Power Plants Are Glamorous; Transformers Are Boring: UP Now Needs To Do The Boring Part
Uttar Pradesh's power crisis is not about shortage, but a breakdown.
There is a version of the ongoing UP power crisis story that fits neatly into the usual political template — government fails, people suffer, opposition scores points. That story is not wrong as much as it is incomplete.
For one, here is what the numbers actually say.
Uttar Pradesh supplied around 31,803 MW of electricity against a peak demand of 31,804 MW this month. The state has, for all practical purposes, matched its highest-ever electricity demand. A decade ago, that would have been unthinkable. The generation problem — the one that kept UP dark through the 1990s and 2000s — has largely been solved.

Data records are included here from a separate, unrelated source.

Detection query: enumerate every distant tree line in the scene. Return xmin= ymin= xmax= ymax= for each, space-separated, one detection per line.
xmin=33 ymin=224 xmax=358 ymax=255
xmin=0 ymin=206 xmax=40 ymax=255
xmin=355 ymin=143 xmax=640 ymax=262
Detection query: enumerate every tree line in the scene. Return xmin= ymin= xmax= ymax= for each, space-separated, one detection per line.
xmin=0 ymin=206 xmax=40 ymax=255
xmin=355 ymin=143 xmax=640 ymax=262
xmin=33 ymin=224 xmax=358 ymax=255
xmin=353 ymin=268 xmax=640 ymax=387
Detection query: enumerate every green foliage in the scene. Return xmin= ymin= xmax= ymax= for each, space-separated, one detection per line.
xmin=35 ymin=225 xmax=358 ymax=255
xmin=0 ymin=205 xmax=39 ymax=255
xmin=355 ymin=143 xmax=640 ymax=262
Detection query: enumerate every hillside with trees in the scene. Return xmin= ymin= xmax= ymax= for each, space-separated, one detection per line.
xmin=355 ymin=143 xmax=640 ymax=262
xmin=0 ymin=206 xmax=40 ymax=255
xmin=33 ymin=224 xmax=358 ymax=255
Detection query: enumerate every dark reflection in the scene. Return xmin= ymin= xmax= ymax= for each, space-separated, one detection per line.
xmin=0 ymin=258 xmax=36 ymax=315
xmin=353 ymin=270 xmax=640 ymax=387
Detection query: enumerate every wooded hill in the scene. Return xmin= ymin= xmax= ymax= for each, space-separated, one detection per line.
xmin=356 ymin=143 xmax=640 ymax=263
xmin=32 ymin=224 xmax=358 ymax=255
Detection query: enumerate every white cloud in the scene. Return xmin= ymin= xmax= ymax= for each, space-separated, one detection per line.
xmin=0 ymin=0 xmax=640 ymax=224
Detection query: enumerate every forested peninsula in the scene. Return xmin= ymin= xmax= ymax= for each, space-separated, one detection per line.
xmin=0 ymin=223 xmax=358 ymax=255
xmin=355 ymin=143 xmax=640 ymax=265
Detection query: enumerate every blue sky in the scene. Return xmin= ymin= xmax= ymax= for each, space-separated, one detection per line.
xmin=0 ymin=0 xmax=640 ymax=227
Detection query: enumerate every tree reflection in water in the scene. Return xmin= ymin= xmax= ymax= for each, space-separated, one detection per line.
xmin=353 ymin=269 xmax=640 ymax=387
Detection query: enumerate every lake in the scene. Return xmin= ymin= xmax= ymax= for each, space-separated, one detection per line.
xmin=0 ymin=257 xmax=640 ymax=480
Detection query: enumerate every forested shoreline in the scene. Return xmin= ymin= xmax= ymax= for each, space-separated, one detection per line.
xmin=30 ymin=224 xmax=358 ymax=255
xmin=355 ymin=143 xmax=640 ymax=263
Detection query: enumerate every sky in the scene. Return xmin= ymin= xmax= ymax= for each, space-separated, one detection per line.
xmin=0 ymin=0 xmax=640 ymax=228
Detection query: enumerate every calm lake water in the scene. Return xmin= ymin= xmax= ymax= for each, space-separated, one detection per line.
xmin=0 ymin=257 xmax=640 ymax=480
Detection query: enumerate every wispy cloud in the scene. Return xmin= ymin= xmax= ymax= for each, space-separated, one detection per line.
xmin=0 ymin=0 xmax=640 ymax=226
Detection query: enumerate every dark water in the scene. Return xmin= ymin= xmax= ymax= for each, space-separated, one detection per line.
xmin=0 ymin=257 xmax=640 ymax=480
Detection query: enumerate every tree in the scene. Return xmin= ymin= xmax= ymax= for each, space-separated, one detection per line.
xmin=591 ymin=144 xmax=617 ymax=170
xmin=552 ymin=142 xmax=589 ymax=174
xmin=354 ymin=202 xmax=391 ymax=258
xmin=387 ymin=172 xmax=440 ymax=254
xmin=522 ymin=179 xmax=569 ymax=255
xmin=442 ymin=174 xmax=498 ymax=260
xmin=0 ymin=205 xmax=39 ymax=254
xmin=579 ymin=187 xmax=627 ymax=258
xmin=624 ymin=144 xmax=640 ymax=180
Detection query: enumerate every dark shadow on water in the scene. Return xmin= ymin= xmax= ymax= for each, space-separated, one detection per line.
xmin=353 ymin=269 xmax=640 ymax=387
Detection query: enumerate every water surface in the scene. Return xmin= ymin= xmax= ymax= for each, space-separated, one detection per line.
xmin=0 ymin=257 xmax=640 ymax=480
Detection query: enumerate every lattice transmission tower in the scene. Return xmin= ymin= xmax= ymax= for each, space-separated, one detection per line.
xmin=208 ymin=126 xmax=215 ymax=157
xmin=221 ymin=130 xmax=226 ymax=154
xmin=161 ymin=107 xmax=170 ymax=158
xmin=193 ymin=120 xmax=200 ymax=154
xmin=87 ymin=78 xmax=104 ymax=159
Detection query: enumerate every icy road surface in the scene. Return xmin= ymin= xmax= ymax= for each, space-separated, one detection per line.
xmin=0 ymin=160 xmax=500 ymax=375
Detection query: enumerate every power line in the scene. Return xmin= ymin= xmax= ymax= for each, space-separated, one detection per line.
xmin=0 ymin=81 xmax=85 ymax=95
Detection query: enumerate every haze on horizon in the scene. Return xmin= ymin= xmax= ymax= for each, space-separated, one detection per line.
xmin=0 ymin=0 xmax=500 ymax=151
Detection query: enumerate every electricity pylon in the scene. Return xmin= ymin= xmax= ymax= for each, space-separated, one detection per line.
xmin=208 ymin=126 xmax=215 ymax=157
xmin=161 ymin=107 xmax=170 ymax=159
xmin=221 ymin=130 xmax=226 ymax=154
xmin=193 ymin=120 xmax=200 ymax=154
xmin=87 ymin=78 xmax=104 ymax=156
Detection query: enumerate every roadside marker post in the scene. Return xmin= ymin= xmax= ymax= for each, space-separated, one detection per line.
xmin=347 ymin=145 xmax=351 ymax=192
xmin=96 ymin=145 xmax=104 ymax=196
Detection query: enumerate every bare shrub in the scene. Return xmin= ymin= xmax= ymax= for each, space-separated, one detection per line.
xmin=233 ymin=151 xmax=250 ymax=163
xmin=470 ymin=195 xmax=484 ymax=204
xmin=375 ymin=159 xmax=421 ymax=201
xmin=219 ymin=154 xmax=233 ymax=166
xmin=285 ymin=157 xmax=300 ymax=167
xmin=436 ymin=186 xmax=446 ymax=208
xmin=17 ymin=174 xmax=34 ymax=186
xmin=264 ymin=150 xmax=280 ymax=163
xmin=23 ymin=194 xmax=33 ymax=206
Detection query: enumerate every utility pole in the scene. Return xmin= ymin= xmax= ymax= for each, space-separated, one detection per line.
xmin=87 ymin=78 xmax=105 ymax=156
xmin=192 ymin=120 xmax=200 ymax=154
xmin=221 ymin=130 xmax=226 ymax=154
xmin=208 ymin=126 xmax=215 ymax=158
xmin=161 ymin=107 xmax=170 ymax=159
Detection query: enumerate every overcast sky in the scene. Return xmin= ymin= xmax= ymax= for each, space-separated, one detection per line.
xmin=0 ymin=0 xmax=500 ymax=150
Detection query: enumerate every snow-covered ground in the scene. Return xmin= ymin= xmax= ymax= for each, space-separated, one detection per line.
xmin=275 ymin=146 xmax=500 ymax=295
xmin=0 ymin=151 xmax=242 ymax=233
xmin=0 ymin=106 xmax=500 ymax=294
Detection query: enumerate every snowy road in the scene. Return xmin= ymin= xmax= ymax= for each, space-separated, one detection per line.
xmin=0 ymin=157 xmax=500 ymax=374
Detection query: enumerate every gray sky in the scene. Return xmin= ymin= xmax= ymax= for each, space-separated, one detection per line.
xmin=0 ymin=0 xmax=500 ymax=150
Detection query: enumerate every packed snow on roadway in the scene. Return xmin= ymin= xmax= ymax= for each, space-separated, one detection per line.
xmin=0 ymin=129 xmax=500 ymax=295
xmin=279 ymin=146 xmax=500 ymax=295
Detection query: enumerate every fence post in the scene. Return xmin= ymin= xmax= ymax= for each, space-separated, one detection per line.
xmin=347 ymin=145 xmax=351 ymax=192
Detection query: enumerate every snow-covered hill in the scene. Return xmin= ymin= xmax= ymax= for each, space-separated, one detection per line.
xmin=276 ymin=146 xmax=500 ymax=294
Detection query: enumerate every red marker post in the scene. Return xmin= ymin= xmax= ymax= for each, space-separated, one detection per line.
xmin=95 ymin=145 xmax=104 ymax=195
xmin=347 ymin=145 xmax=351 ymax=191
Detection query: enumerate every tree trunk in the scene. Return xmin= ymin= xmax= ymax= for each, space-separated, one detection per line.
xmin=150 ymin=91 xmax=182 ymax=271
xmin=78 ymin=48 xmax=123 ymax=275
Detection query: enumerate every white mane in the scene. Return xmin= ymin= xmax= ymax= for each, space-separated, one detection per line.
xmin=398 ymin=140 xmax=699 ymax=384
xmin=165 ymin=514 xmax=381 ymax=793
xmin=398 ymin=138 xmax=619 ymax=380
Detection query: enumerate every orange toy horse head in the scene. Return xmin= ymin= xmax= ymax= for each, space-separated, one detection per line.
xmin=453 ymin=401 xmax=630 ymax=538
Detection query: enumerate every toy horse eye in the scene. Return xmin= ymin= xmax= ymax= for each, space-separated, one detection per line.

And yet, the lights are going out for many hours at a stretch in Lucknow's suburbs. Protests and demonstrations have broken out across districts. BJP MLAs have publicly raised concerns with their own government.
The electricity exists. It is simply not reaching the people.
Transformers are failing under loads they were not built to carry. Distribution networks designed for a different era are buckling. Repair crews are understaffed. When thermal plants go offline for maintenance — pulling 3,000 to 4,500 MW out of the daily balance — the slack that a healthier distribution system might absorb instead cascades into unscheduled cuts.
This is a Level 2 problem. Level 1 — build enough power — was the defining infrastructure challenge of the previous two decades. Level 2 is quieter, less heroic, and in some ways harder: upgrade every substation, every transformer, every last-mile wire in a state of close to 25 crore people, faster than the demand growth.
It does not generate the same political momentum that building a power plant does. There is no ribbon to cut on a replaced transformer.
But this is where the next decade of India's energy policy will be won or lost — not in generation capacity announcements, but in the unglamorous work of making sure the electricity that exists actually arrives.